Le Pacifique, 2020 © Sophie Deltombe
© Sophie Deltombe
Sophie Deltombe
Entretien, 2020


︎︎︎ Publié dans la revue Point Contemporain
︎︎︎ Sophie Deltombe

 
Artiste plasticienne et diplômée de l'École des Beaux-Arts de Bordeaux, Sophie Deltombe vit à Paris depuis trois ans. Les formes qu'elle produit sont aujourd'hui essentiellement de l'ordre du pictural comme l'illustre une nouvelle série de peintures représentant des scènes furtives de sa vie quotidienne. Sophie me reçoit aujourd'hui au 117bis,rue d'Avron dans le 20e arrondissement de Paris dans son atelier et espace d'art intitulé l'Annexe. Ensemble, nous allons aborder les différents sujets qui ont traversé sa pratique artistique depuis son enseignement aux Beaux-Arts, son intérêt pour des instants volés ainsi que le rapport qu'elle entretient à la fois au pinceau et au digital dans son travail.

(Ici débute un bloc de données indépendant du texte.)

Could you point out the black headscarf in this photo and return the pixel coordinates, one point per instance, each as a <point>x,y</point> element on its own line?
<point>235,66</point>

Lena Peyrard : Sophie, je suis heureuse que tu m'accueilles dans ton atelier pour discuter ensemble de ta pratique. Tu peins, depuis petite d'ailleurs, même si pendant la période des Beaux-Arts tu t'es tournée vers d'autres formes qu'on évoquera plus tard. Quel est ton rapport à la peinture  ?

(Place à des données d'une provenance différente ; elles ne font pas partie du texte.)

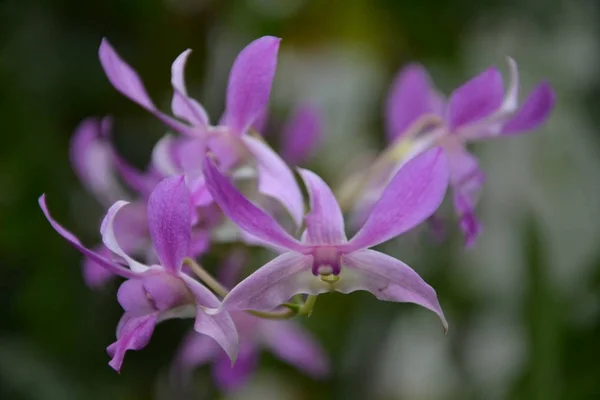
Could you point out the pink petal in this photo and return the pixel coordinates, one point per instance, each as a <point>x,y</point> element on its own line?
<point>169,221</point>
<point>250,83</point>
<point>247,216</point>
<point>387,279</point>
<point>275,179</point>
<point>296,346</point>
<point>476,99</point>
<point>274,283</point>
<point>325,222</point>
<point>301,135</point>
<point>412,95</point>
<point>72,239</point>
<point>533,112</point>
<point>413,194</point>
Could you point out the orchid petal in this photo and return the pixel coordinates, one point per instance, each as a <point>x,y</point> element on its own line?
<point>219,326</point>
<point>476,99</point>
<point>275,283</point>
<point>169,221</point>
<point>250,83</point>
<point>325,222</point>
<point>247,216</point>
<point>412,95</point>
<point>275,179</point>
<point>301,135</point>
<point>294,345</point>
<point>412,195</point>
<point>110,240</point>
<point>387,279</point>
<point>72,239</point>
<point>127,81</point>
<point>533,112</point>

Sophie Deltombe : À travers la peinture j'ai trouvé un espace qui m'apaise et où je me sens bien. C’est un lieu que j’aimais déjà beaucoup étant petite. J’habitais à côté d’un atelier de peinture et j’attendais avec impatience mes cours de peinture qui étaient le mardi soir et le jeudi après-midi. C’était pour moi les moments les plus importants de ma semaine. Aujourd’hui la peinture me permet de décliner ce que je vis au quotidien, un peu comme si l’on déposait toutes les couches d’une vie sur une toile.

L : Finalement, tu imagines la peinture comme un espace en trois dimensions. Lorsque tu peins, c’est comme si tu rentrais physiquement dans le tableau  ?

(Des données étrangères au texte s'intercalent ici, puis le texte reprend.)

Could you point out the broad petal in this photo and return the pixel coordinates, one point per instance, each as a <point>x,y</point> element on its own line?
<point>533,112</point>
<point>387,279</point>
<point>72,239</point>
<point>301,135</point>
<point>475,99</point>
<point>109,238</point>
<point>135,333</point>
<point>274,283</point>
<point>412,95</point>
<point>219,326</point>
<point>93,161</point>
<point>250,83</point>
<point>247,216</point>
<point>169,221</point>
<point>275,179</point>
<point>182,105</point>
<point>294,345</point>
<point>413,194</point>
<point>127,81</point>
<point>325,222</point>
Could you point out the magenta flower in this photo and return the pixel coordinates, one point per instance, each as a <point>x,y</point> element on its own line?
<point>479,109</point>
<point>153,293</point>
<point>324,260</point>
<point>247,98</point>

S: Exactement. Et c’est d’ailleurs la manière dont je peins. Je peins sous forme d’aplats, et ces aplats viennent se superposer les uns sur les autres. Le dessin est aussi très important dans mes tableaux, je construis mes toiles comme un architecte. Les contours, les ombres, les lignes et les aplats de peinture se réunissent pour former un espace. C’est finalement ce que j’essaye de faire dans mes toiles : créer des espaces, des lieux communs.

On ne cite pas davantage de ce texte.